Unisys Corp marketing manager Peter Greenhill has confirmed that his company will establish a joint venture with the Budapest-based system integrator Sysland Kft (CI No 2,195). The joint venture, which will be known as Unisys Hungary, will be the first Unisys operation with a legal status in the country and will be 55% owned by Sysland. Sysland was formed four years ago as a wholly-owned subsidiary of the state-owned computer firm SZUV Kft, but has since gone private following a management buy-out. As well as acting as Unisys’s partner in the region, Sysland has also localised key software products such as the Uniplex office automation package and the Proteus manufacturing system. Greenhill claims that Sysland and local Unisys staff had already been acting as one mass of people, and argued that the joint venture structure would enable the firm to take advantage of the country’s generous tax concessions to local high technology firms.
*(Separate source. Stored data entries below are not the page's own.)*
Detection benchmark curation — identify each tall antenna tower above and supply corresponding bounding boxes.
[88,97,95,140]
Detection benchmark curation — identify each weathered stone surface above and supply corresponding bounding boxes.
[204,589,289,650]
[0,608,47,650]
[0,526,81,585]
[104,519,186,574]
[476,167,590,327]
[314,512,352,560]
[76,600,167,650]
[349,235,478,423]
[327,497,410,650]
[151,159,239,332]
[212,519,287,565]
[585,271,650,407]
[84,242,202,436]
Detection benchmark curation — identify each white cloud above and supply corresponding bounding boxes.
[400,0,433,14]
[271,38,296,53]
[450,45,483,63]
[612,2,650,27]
Greenhill also argued the set-up would enable Unisys to get closer to its customers and claimed Sysland offered experience in systems installation, system development, a nationwide service and support network, and tremendous experience in many different manufacturer’s product lines and software solutions. Unisys recently secured a $57m contract to computerise the head office and over 400 branches of the Hungarian National Savings Bank (OTP Bank). Greenhill argued the contract was the largest that will be struck in the banking sector as financial institutions rush to improve customer service, fend off foreign competitors, and seek efficiency in their utilisation of cash. Greenhill said It’s a difficult project, it’s a complex project, but it’s high-risk if any of the banks don’t embark on a new solution at the moment. The bank has opted to finance the project internally rather than use available World Bank loans; Greenhill commented that in Hungary the World Bank has really been ignored – especially in the banking community.
Nebulous
It’s a difficult thing for us to comment on, but what I’ve heard from the banks themselves are comments about the level of bureaucracy and of so much of the ‘scoring’ mechanism (of World Bank procurement guidelines) coming down to price. Greenhill added: Historically, most World Bank funding was for major construction projects and not for something as difficult to control and nebulous as a combination of software and project management; they tried to apply what was a very good solution for guaranteeing ‘clean’ procurement, but if that means that the purchaser can’t really get to grips with a solution before he buys it then that’s a problem – I don’t know if there is a solution to it. The OTP Bank selected the Unisys A-series mainframe supporting a network of CTOS workstations after a closed tender, in which IBM Corp, Electronic Data Systems Corp, Digital Equipment Corp, Ing C Olivetti & Co SpA and Siemens Nixdorf Informationssysteme AG also accepted invitations to participate. The procurement strategy was based around the World Bank model, but weightings were changed, and in particular the emphasis attached to price was down-graded. Other active players in the Hungarian banking sector include Compagnie des Machines Bull SA and DEC. A $6m contract awarded to Bull by the Budapest Bank in 1990 was not implemented in its originally planned form, though Bull has since supplied the bank with automatic teller machines. Meanwhile, Computergram understands that the Magyar Hitel Bank has embarked on an informal review of its computer procurement policies while DEC continues to conduct a feasibility study into a $25m project to automate its operations, for which it is said to have tendered a high-level language-based software development environment.